En décembre-janvier a lieu l’accouplement des renards. Après une gestation de 50-53 jours la renarde met bas en général 4-5 petits sourds et aveugles (souvent dans un terrier creusé par des blaireaux) . Elle va rester avec ses petits durant les deux premières semaines jusqu’à ce qu’ils soient capables de réguler leur température. Le mâle, se charge alors de la nourriture qu’il dépose à l’entrée du terrier car il n’est pas toléré à l’intérieur. Les renardeaux sont exclusivement allaités jusqu’à environ trois semaines. Leurs dents sortant vers 18 jours, ils commencent alors à manger de la viande tout d’abord régurgitée par l’adulte puis passe progressivement à la nourriture solide. Les renardeaux sont sevrés à six semaines.

A la mi-Avril, j’ai repéré une renarde et quelques uns de ces rejetons aux jumelles et à une distance plus que respectable. Ce n’est que le 22 Avril que j’ose, toujours de très loin et en prenant mille précautions prendre une première photo (ci-dessous et passablement recadrée). Ils sont encore très jeunes car leur pelage est bien sombre.

Il m’a fallu encore bien patienter avant de pouvoir observer les petits sans leur mère et c’est le 3 Mai que je peux enfin approcher le terrier en l’absence d’adulte à proximité et observer la portée de huit renardeaux (la renarde possède huit mamelles). Une des rares fois d’ailleurs où je les verrais tous ensemble à l’extérieur.

Plutôt tranquilles au début et vite effarouchés, se réfugiant dans le terrier au moindre bruit, un oiseau qui passe, une ombre ou…rien du tout, ils sont très attentifs au monde extérieur qu’ils découvrent : un caillou qui roule, un papillon posé quasi au bout du nez, une limace se promenant….
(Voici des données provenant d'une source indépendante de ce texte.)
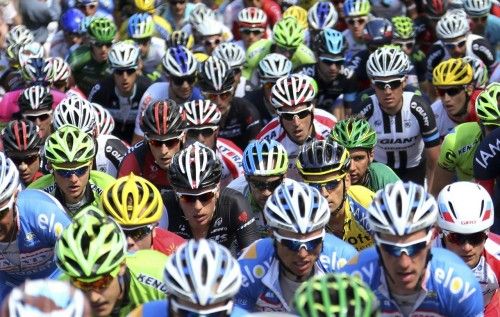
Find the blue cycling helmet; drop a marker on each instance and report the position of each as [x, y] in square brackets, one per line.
[71, 19]
[265, 158]
[378, 32]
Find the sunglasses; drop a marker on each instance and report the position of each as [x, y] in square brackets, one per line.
[450, 91]
[168, 142]
[139, 233]
[205, 132]
[191, 199]
[178, 81]
[453, 45]
[252, 31]
[289, 116]
[98, 285]
[461, 239]
[261, 186]
[296, 244]
[393, 84]
[68, 172]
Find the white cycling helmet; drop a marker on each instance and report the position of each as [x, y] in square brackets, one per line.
[296, 207]
[59, 69]
[292, 90]
[477, 8]
[179, 61]
[274, 66]
[201, 113]
[9, 178]
[452, 25]
[402, 208]
[124, 55]
[104, 120]
[252, 17]
[387, 62]
[203, 273]
[465, 208]
[75, 111]
[231, 53]
[322, 15]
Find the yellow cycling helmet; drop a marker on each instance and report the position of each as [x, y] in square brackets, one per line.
[453, 72]
[299, 13]
[133, 201]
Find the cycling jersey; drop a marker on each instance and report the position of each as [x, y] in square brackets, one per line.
[241, 124]
[98, 181]
[401, 137]
[323, 122]
[87, 72]
[443, 121]
[449, 288]
[231, 222]
[110, 153]
[40, 220]
[260, 289]
[458, 148]
[9, 106]
[123, 109]
[157, 92]
[231, 158]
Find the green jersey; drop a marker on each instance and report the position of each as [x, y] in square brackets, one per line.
[458, 148]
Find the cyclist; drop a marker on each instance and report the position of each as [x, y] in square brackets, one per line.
[202, 125]
[265, 164]
[197, 207]
[92, 253]
[22, 144]
[89, 62]
[271, 68]
[240, 121]
[189, 292]
[404, 122]
[288, 40]
[137, 206]
[408, 276]
[122, 91]
[459, 146]
[359, 138]
[298, 119]
[453, 81]
[180, 66]
[298, 249]
[163, 123]
[332, 294]
[465, 216]
[30, 225]
[70, 153]
[110, 150]
[324, 165]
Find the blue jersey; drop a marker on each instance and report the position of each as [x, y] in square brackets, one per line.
[260, 289]
[41, 220]
[449, 287]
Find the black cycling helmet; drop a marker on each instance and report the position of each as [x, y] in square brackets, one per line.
[378, 32]
[163, 118]
[215, 75]
[195, 167]
[21, 136]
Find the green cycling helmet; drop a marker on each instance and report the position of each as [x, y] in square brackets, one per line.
[487, 105]
[102, 30]
[69, 144]
[335, 295]
[288, 33]
[354, 133]
[91, 246]
[403, 28]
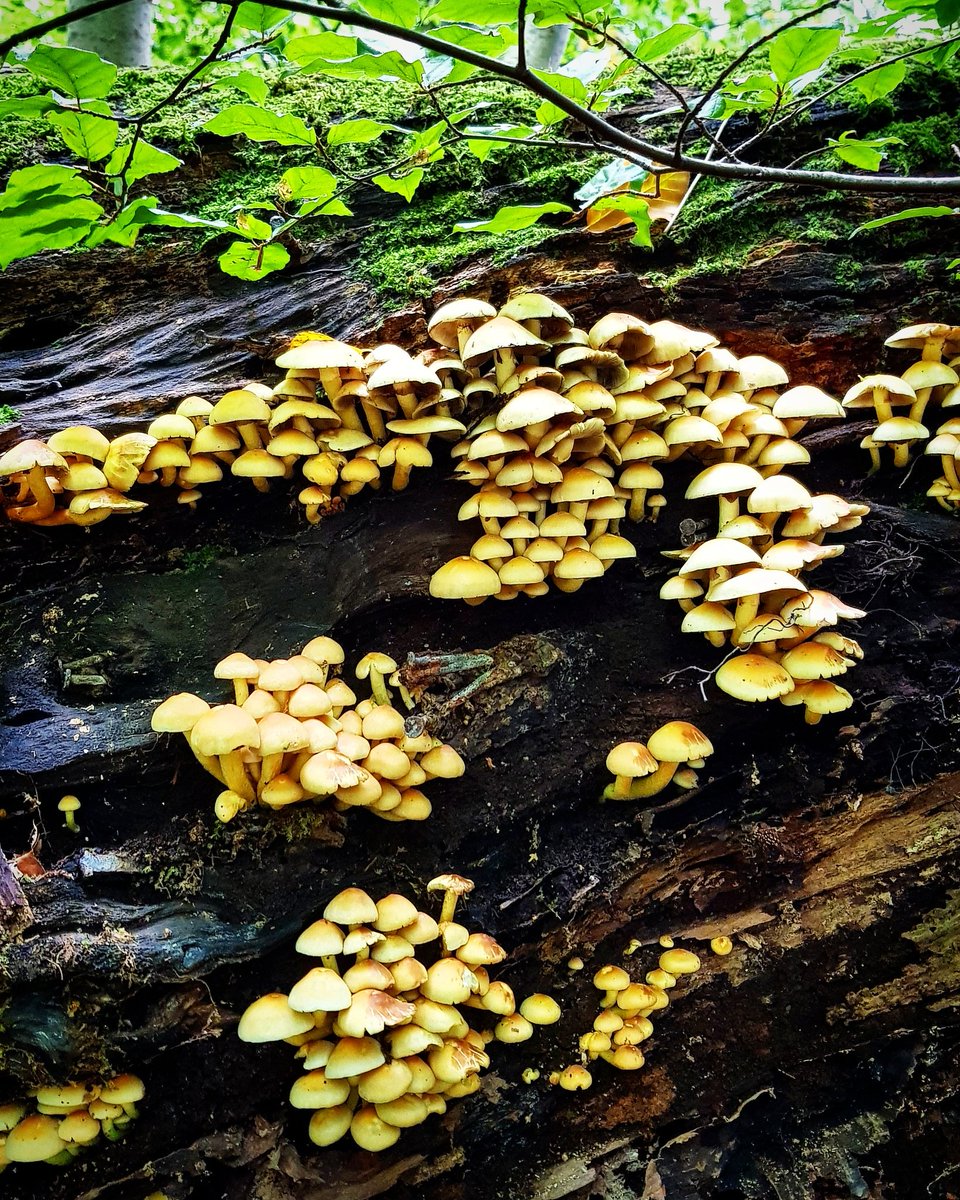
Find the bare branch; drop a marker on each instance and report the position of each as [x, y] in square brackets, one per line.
[742, 58]
[607, 136]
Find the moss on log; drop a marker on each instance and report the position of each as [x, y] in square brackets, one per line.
[817, 1060]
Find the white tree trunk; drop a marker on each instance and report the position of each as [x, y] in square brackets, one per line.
[545, 46]
[121, 35]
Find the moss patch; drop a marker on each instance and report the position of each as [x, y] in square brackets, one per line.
[402, 249]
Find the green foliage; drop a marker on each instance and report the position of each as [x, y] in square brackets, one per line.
[511, 216]
[864, 153]
[111, 131]
[927, 211]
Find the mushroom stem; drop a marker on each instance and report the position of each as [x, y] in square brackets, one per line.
[747, 611]
[619, 790]
[901, 454]
[637, 501]
[919, 405]
[874, 450]
[730, 509]
[449, 906]
[505, 365]
[406, 399]
[375, 420]
[208, 762]
[655, 783]
[250, 435]
[882, 405]
[378, 687]
[235, 778]
[269, 768]
[45, 501]
[755, 449]
[401, 475]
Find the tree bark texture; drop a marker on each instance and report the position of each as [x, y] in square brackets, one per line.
[817, 1060]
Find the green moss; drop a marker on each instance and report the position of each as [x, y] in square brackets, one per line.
[927, 143]
[405, 257]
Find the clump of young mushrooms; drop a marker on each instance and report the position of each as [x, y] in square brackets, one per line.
[384, 1023]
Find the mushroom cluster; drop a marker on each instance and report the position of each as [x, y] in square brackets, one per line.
[581, 421]
[295, 731]
[343, 417]
[744, 586]
[673, 753]
[625, 1017]
[58, 1122]
[381, 1024]
[899, 405]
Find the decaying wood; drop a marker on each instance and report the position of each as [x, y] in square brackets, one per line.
[817, 1060]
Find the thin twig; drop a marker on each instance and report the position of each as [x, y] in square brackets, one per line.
[742, 58]
[654, 75]
[609, 136]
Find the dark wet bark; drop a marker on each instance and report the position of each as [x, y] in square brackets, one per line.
[819, 1060]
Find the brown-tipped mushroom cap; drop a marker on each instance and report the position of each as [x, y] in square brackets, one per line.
[754, 677]
[271, 1019]
[352, 906]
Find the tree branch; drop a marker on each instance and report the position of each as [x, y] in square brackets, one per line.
[739, 61]
[607, 136]
[522, 35]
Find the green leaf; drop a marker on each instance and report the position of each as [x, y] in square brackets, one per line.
[76, 73]
[30, 223]
[634, 207]
[319, 46]
[251, 84]
[258, 17]
[864, 153]
[796, 52]
[147, 160]
[355, 131]
[549, 113]
[27, 107]
[483, 150]
[939, 210]
[491, 42]
[403, 186]
[513, 216]
[325, 207]
[247, 262]
[253, 228]
[125, 226]
[881, 82]
[184, 221]
[88, 136]
[261, 125]
[390, 65]
[397, 12]
[492, 12]
[653, 48]
[611, 177]
[306, 183]
[43, 180]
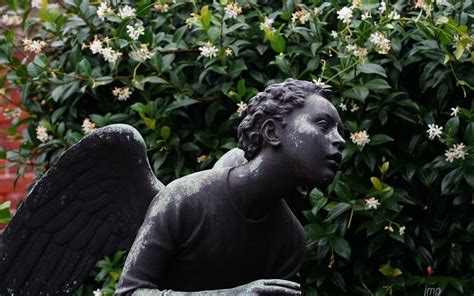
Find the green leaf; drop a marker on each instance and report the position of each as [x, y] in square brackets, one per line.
[343, 191]
[452, 126]
[181, 103]
[389, 271]
[377, 84]
[165, 132]
[206, 16]
[5, 214]
[369, 158]
[338, 210]
[361, 92]
[278, 43]
[469, 175]
[379, 139]
[377, 183]
[318, 200]
[341, 247]
[84, 68]
[469, 134]
[371, 68]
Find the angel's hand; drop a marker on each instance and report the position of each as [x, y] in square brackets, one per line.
[268, 287]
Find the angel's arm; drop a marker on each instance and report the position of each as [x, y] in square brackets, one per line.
[153, 251]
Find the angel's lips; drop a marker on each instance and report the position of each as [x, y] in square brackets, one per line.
[334, 160]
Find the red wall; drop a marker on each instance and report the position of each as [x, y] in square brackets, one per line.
[8, 176]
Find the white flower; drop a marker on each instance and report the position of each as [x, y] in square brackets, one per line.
[455, 111]
[232, 10]
[11, 20]
[209, 50]
[345, 14]
[37, 4]
[360, 138]
[87, 126]
[420, 4]
[382, 43]
[190, 20]
[365, 16]
[127, 11]
[103, 10]
[343, 106]
[267, 23]
[42, 133]
[300, 15]
[122, 93]
[401, 230]
[95, 46]
[135, 31]
[434, 131]
[241, 107]
[161, 7]
[33, 45]
[355, 107]
[110, 55]
[142, 54]
[319, 82]
[394, 15]
[371, 203]
[356, 3]
[383, 7]
[458, 151]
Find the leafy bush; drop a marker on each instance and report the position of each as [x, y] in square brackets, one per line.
[398, 217]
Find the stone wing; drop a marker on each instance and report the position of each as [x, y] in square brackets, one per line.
[87, 205]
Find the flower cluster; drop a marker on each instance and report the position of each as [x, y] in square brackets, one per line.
[241, 107]
[300, 15]
[122, 93]
[127, 11]
[104, 10]
[142, 54]
[434, 131]
[232, 10]
[37, 4]
[108, 53]
[135, 31]
[371, 203]
[161, 7]
[267, 24]
[87, 126]
[382, 43]
[209, 50]
[11, 20]
[360, 138]
[42, 133]
[458, 151]
[345, 15]
[35, 46]
[358, 51]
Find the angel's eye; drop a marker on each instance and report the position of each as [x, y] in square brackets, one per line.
[324, 124]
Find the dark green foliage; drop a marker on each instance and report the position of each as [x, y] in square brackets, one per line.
[419, 231]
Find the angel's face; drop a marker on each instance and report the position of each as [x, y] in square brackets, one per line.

Je vais les retrouver nettement plus turbulents une semaine plus tard. Les renardeaux grandissent vite en taille, curiosité et assurance. Les caractères sont déjà bien marqués entre les timides qui ne sortent quasi pas quand que je suis là et les chahuteurs décomplexés qui se moquent bien de ma présence.

Rapidement les voilà qui explorent les alentours, allant même jusqu’à découvrir un campagnol probablement caché là par un adulte. Là, le jeu est terminé, c’est la foire d’empoigne pour le casse-croute. Le petit mâle étant un peu plus costaud que sa soeur, il lui vole son butin qu’il va manger à l’écart. L’apprentissage est rude. Sans rancune elle se remet à jouer avec le voleur dès son retour.

Au fil du temps on constate aussi que le pelage passe du brun sombre au roux et que leur museau s’allonge.

Une seule fois, j’ai eu la chance de voir la maman sortir du terrier. Elle a plutôt l’air en bonne forme malgré l’ampleur de la tâche à accomplir. Est-elle aidée par d’autres adultes ? Je l’espère pour elle. Les renards vivent en groupe de plusieurs femelles mais il n’y en a généralement qu’une qui se reproduit.

En cette période de nourrissage intense, il n’est pas rare d’observer ces mères courageuses en pleine journée. Elles sont plus faciles à repérer lorsqu’elles chassent à découvert dans les foins fraichement coupés ou les proies sont plus aisées à capturer.

La photo ci-dessous a été prise dans un champ de céréales, l’animal se déplace dans une coulée faite par les roues du tracteur lors de traitements.